Monday, October 06, 2025 4:15 pm to 6:00 pm
Room 616
Jackman Humanities Building

Speakers

Marion Turner

Description

Join us on October 6th at 4:15 PM in Jackman Humanities Building Room 616 for an exciting talk by Marion Turner, J.R.R. Tolkien Professor of English Literature and Language at University of Oxford.

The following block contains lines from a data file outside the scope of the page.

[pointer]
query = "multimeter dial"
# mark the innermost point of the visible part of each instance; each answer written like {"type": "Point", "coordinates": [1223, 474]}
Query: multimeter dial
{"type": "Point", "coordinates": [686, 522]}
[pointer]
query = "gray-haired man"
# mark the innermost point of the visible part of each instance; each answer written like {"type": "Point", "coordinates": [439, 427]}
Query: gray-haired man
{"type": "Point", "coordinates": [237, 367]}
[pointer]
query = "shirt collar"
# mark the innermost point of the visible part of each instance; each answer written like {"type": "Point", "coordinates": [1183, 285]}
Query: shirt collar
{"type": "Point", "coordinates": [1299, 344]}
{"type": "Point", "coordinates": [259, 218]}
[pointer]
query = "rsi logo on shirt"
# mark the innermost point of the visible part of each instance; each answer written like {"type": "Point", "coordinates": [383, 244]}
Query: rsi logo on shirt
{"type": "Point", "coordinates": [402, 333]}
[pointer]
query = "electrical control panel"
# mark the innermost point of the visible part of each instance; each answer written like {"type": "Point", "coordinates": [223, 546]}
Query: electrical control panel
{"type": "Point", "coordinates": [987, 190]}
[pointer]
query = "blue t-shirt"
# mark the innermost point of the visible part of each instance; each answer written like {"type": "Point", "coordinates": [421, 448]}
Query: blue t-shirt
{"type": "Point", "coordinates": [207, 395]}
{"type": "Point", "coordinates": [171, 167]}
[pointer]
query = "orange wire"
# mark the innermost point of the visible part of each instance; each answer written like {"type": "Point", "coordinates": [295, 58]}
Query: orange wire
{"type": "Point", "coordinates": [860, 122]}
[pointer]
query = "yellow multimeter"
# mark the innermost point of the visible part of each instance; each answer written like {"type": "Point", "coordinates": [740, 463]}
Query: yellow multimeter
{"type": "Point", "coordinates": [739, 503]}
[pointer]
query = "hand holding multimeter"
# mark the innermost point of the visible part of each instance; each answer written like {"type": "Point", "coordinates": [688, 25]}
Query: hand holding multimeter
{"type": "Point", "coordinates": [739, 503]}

A reception will follow the event. RSVP form is available here.

Talk title:

"Premodern Fictionality: Aristotle, Ibn Rushd, Chaucer”

Abstract:

What does fiction do? How does it act on readers? Why does it have such a unique power? In this talk, I explore the re-interpretation of Aristotle’s Poetics by Islamic thinkers in the later Middle Ages, tracing a line from their radical focus on the imagination (rather than mimesis), to Chaucer’s understanding of poetry. Taking Troilus and Criseyde as a key text, I discuss medieval depictions of how poetry makes us feel, its relationship to ethics and theology, and the importance of metre. I argue that bold (mis)translations of Aristotle reoriented European understandings of what literature does.

Speaker Bio:

Marion Turner is the J.R.R. Tolkien Professor of English Literature and Language at the University of Oxford. Her prize-winning books include Chaucer: A European Life (Princeton, 2019), and The Wife of Bath: A Biography (Princeton, 2023). Last year she curated a major exhibition at the Bodleian Library, Chaucer: Here and Now, and edited an accompanying book. She is currently writing a book about fiction across time.